Replayable validation boundaries

  • Safe event-attribute marker: in an authorized test field, submit an inert image attribute payload such as ![](){onerror="console.log('skillz-commonmark-marker')"} or a non-exfiltrating callback to a tester-owned endpoint. Expected safe result: the onerror attribute is removed/escaped, the element is rendered inert, or the content is isolated on a no-credential origin. Vulnerable result: the rendered HTML contains an executable onerror attribute in the application origin.
  • Link and source policy drift: test whether manually added attributes can override renderer policy with benign href/src variants, including javascript:, data:, protocol-relative, empty, and mixed-case schemes. Do not use credential-stealing payloads; the proof is the policy-bypassing rendered attribute.
  • Surface propagation check: if Markdown is cached or re-rendered asynchronously, verify whether the dangerous attribute persists into previews, public pages, notification emails, exports, search snippets, RSS feeds, or mobile/webview clients.
  • Victim-role boundary: demonstrate impact with a disposable viewer account matching the weakest role needed to trigger rendering.
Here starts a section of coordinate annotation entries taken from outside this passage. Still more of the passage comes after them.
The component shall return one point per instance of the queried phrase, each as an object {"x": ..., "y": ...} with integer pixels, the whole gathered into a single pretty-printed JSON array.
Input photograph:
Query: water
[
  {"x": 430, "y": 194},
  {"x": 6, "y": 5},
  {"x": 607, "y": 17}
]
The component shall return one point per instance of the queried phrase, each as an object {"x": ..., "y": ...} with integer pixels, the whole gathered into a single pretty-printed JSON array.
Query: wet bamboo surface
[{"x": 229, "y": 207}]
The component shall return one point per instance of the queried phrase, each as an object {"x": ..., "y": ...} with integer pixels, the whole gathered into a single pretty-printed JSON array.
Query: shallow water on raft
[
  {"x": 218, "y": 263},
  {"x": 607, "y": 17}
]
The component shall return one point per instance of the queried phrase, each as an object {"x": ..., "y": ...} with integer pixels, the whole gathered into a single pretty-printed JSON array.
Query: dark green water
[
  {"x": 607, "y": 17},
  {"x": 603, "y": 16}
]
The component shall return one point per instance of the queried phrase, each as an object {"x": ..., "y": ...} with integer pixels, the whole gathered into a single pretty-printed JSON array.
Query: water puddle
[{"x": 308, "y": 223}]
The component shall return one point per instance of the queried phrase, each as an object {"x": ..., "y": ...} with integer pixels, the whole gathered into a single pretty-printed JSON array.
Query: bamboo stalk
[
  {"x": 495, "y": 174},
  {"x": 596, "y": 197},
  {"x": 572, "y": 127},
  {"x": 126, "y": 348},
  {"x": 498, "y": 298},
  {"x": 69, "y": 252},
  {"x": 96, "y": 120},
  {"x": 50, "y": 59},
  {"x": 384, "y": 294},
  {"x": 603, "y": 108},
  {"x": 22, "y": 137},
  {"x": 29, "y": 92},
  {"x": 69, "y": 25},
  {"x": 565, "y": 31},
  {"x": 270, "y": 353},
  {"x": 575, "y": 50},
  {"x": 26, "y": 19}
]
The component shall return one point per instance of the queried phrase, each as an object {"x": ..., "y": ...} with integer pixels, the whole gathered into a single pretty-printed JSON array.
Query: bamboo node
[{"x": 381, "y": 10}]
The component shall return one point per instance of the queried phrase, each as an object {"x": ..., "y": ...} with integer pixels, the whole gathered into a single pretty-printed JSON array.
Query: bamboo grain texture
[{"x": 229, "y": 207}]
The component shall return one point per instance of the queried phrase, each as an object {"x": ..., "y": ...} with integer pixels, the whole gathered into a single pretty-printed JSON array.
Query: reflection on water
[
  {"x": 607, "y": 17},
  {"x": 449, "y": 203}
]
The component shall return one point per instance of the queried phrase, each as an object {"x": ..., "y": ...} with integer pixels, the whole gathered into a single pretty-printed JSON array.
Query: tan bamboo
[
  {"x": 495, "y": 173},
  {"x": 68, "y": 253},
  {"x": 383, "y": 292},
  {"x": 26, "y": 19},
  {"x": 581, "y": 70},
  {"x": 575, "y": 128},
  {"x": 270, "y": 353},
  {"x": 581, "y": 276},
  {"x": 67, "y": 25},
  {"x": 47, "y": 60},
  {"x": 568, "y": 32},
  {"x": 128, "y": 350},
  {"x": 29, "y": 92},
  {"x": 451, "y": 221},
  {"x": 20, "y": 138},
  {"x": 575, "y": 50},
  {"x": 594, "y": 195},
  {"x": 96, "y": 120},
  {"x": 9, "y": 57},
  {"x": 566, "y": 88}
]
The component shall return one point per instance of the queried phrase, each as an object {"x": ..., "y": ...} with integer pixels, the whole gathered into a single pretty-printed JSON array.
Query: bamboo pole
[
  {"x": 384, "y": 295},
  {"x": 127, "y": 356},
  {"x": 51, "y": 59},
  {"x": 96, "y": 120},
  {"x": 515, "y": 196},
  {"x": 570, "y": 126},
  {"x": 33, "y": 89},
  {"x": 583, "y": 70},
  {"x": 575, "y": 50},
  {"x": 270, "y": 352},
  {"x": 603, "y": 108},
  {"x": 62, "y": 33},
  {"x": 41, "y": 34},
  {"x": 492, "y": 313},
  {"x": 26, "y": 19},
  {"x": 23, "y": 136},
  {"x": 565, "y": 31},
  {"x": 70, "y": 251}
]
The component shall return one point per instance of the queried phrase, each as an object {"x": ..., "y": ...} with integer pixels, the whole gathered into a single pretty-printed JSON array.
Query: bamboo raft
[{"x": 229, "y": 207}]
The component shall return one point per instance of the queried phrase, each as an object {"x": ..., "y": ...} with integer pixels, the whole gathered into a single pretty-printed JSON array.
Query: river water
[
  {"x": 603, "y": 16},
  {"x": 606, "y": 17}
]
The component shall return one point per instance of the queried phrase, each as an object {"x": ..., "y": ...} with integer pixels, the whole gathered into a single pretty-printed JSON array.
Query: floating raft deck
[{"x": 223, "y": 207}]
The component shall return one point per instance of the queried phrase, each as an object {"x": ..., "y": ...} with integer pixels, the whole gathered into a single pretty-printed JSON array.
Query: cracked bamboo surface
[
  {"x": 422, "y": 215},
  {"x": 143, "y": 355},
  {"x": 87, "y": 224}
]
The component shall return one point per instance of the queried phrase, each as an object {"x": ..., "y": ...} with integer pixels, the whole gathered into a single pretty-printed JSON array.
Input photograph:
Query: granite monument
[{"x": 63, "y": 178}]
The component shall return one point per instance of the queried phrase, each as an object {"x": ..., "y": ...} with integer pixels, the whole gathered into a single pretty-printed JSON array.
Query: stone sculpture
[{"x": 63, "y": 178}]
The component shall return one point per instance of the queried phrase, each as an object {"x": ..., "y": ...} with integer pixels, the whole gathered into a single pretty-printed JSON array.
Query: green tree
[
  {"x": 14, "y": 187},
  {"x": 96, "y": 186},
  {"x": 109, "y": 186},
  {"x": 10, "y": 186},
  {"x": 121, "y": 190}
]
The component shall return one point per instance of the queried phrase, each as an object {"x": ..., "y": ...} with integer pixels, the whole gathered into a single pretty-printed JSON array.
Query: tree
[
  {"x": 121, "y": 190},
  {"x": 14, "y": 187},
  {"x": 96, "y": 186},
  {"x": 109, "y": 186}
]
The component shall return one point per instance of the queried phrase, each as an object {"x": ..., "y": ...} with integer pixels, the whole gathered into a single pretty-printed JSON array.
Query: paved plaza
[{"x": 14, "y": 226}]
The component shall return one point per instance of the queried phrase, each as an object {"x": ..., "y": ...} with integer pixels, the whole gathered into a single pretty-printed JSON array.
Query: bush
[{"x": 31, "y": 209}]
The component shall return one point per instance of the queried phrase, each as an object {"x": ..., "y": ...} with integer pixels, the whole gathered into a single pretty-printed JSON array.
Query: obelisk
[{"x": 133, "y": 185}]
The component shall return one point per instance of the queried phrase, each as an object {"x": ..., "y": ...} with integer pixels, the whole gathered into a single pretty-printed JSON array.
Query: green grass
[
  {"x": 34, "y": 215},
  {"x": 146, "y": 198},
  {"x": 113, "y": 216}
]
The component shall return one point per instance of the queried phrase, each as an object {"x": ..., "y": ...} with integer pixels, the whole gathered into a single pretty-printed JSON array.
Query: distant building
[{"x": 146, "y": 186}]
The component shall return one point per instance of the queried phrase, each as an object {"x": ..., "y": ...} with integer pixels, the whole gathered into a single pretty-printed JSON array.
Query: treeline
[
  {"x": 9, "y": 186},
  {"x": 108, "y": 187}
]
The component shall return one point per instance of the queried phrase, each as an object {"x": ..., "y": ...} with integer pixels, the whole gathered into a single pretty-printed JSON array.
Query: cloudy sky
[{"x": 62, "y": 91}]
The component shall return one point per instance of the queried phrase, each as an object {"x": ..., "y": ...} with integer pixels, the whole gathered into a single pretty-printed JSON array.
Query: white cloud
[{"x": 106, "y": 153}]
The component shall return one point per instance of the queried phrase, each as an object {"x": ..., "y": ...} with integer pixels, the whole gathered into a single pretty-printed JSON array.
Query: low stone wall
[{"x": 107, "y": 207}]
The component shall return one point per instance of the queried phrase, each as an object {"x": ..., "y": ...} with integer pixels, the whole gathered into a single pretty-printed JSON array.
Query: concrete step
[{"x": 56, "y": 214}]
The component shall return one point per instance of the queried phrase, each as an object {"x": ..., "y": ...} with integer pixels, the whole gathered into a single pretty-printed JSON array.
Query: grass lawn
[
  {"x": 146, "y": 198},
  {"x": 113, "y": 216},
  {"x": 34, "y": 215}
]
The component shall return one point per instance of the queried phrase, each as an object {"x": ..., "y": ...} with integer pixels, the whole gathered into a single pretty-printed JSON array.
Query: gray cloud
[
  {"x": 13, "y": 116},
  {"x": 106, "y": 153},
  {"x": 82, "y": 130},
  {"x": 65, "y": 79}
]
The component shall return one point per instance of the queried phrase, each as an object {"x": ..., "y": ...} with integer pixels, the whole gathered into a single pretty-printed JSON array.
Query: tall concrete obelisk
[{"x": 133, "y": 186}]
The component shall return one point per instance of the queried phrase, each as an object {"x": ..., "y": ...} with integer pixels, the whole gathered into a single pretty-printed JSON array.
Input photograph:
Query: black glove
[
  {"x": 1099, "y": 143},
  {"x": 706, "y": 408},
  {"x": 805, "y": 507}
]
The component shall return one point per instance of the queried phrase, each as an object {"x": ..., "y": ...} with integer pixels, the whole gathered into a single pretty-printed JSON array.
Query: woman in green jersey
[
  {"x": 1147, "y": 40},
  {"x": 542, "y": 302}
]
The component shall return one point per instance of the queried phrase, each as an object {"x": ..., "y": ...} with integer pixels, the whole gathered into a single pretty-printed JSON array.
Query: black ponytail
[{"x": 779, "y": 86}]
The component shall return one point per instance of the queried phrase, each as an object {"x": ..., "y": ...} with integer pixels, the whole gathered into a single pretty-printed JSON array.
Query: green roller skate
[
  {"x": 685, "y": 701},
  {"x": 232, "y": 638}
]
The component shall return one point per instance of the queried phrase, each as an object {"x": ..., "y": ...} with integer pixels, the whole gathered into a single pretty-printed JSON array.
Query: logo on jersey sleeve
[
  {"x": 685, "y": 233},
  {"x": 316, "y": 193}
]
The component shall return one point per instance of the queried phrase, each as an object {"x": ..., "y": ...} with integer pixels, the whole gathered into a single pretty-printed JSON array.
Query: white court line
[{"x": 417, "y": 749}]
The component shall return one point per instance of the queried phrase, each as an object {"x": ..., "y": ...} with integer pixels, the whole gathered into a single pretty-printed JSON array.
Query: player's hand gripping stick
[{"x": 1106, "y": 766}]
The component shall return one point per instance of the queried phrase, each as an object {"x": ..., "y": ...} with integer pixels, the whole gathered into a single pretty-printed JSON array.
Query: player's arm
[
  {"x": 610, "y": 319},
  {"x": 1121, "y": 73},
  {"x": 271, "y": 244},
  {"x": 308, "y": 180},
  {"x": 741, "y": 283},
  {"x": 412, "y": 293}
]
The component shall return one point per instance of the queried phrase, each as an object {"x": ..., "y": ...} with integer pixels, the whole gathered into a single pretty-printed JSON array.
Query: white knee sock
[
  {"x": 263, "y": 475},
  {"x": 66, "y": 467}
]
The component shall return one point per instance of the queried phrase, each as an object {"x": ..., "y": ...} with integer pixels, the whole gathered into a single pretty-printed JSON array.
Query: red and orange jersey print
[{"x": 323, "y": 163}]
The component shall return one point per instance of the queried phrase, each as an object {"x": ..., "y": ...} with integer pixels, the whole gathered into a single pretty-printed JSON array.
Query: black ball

For admin-only views, prove script execution with a harmless marker rather than reading privileged data.

Reporting heuristics

  • Include the affected package version, extension registration path, renderer configuration, input location, rendered HTML, output origin, CSP posture, and required victim role.
  • Explain why standard Markdown hardening was insufficient: raw HTML stripping and unsafe-link blocking did not constrain attributes introduced by the Attributes extension.
  • Show whether the same primitive reaches stored views, previews, exports, notifications, or third-party embeds.
  • If impact depends on same-origin application APIs, describe the reachable authenticated actions or data classes without harvesting real user data.
  • Keep validation scoped to authorized content and accounts; use inert markers, tester-owned callbacks, and disposable objects only.

Notes on skipped items from this scan

  • SpiceDB datastore DSN leakage in startup logs (GHSA-jf4f-rr2c-9m58 / CVE-2026-40091) remained processed from the prior pass as credential-log hygiene already represented by existing secret-logging guidance, not a standalone Skillz operator playbook.